General: Interaction with sodium valproate: CARBAPENEMS may reduce serum valproic acid concentrations to subtherapeutic levels, resulting in loss of seizure control. Serum valproic acid concentrations should be monitored frequently after initiating carbapenem therapy. Alternative antibacterial or anticonvulsant therapy should be considered if serum valproic acid cannot be maintained in the therapeutic range or seizures occur.
Development of drug-resistant bacteria: Prescribing doripenem in the absence of a proven or strongly suspected bacterial infection is unlikely to provide benefit to the patient and increase the risk of the development of drug resistant bacteria.
Pneumonitis with inhalational use: When doripenem has been used investigationally via inhalation, pneumonitis has occurred. Doripenem for Injection should not be administered by this route.
Patients with Renal Impairment: Dosage adjustment is required in patients with moderately or severely impaired renal function in such patients, renal function should be monitored.

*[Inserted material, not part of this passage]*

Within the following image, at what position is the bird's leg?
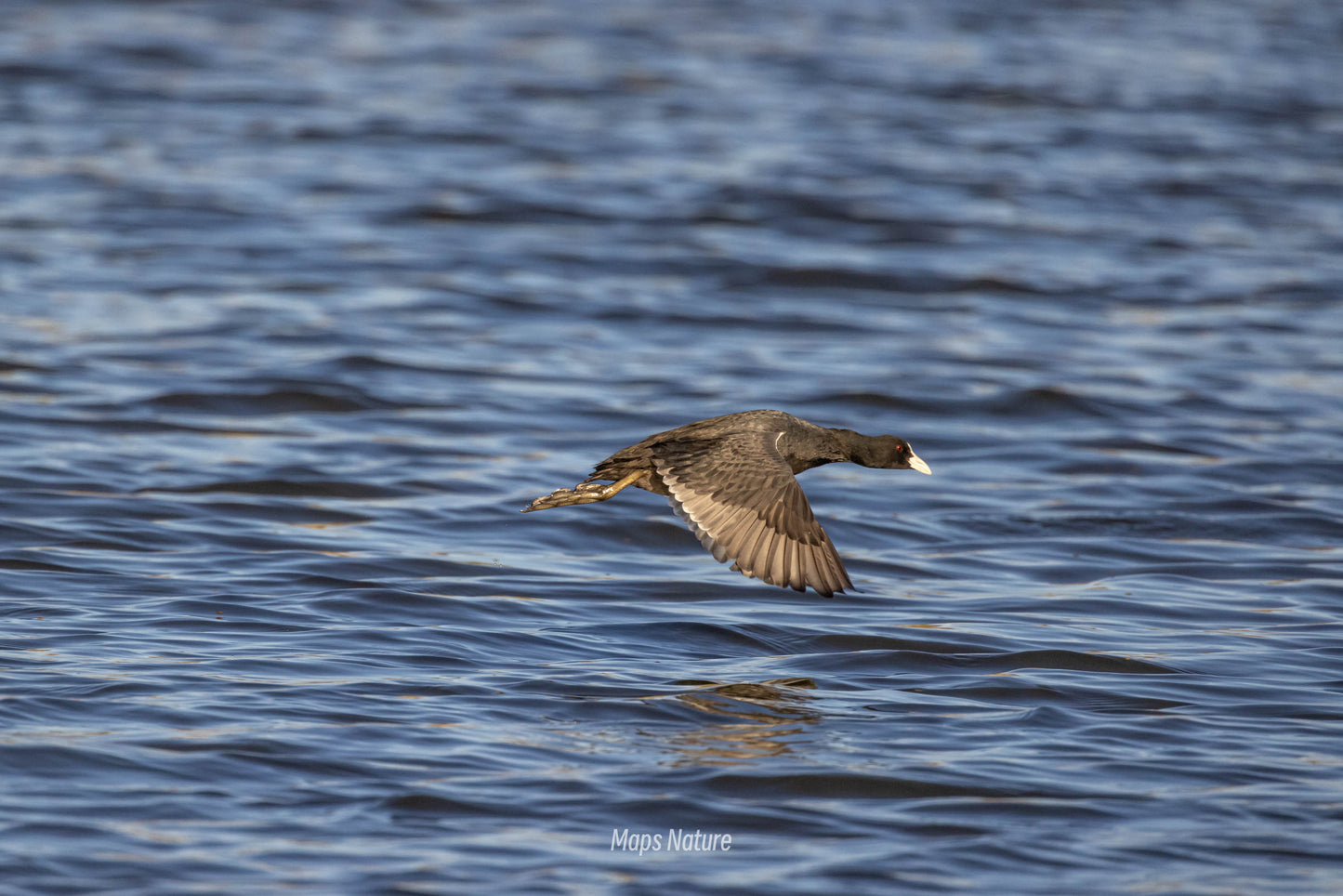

Information for Patients: Patients should be counseled that antibacterial drugs including doripenem should only be used to treat bacterial infections. They do not treat viral infections. When doripenem is prescribed to treat a bacterial infection, patients should be told that although it is common to feel better early in the course of therapy. Skipping doses or not completing the full course of therapy may (1) decrease the effectiveness of the immediate treatment and (2) increase the likelihood that bacteria will develop resistance and will not be treatable by doripenem or other antibacterial drugs in the future.

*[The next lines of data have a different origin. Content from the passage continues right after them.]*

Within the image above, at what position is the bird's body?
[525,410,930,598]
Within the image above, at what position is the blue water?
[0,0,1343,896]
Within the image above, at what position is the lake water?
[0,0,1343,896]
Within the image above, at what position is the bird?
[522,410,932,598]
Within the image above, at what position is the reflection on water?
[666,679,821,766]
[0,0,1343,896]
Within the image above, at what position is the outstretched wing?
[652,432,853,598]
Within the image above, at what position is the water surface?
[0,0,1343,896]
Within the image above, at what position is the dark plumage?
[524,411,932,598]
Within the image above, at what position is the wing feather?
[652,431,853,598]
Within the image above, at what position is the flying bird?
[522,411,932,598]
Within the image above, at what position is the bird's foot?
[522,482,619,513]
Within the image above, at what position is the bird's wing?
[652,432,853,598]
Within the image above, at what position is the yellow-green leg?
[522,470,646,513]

Use in Children: Safety and effectiveness in pediatric patients have not been established.
Use in Elderly: Of the total number of subjects in clinical studies, 28% were 65 and over, while 12% were 75 and over. Clinical cure rates in complicated intra-abdominal and complicated urinary tract infections where slightly lower in patients ≥65 years of age and also in the subgroup of patients ≥75 years of age versus patients <65. These results were similar between doripenem and Comparator treatment groups.
No overall differences in safety were observed between older and younger subjects, but greater sensitivity of some older individuals cannot be ruled cut.

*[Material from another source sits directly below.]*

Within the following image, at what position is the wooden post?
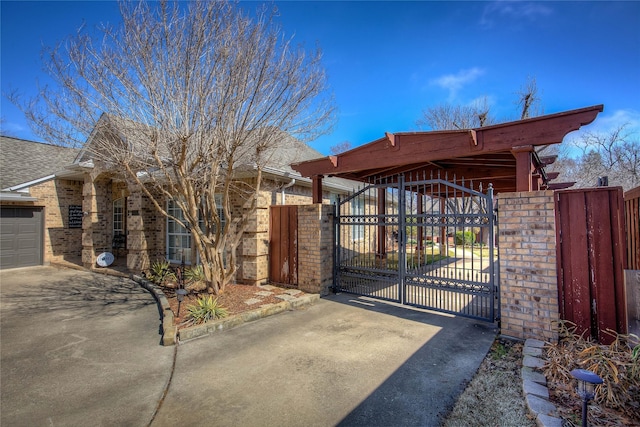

Elderly subjects had greater doripenem exposure relative to non-elderly subjects; however, this increase in exposure was mainly attributed to age-related changes in renal function.
This drug is known to be excreted substantially by the kidney, and the risk of adverse reactions to this drug may be greater in patients with impaired renal function or pre-renal azotemia. Because elderly patients are more likely to have decreased renal function or pre-renal azotemia, care should be taken in dose selection, and it may be useful to monitor renal function.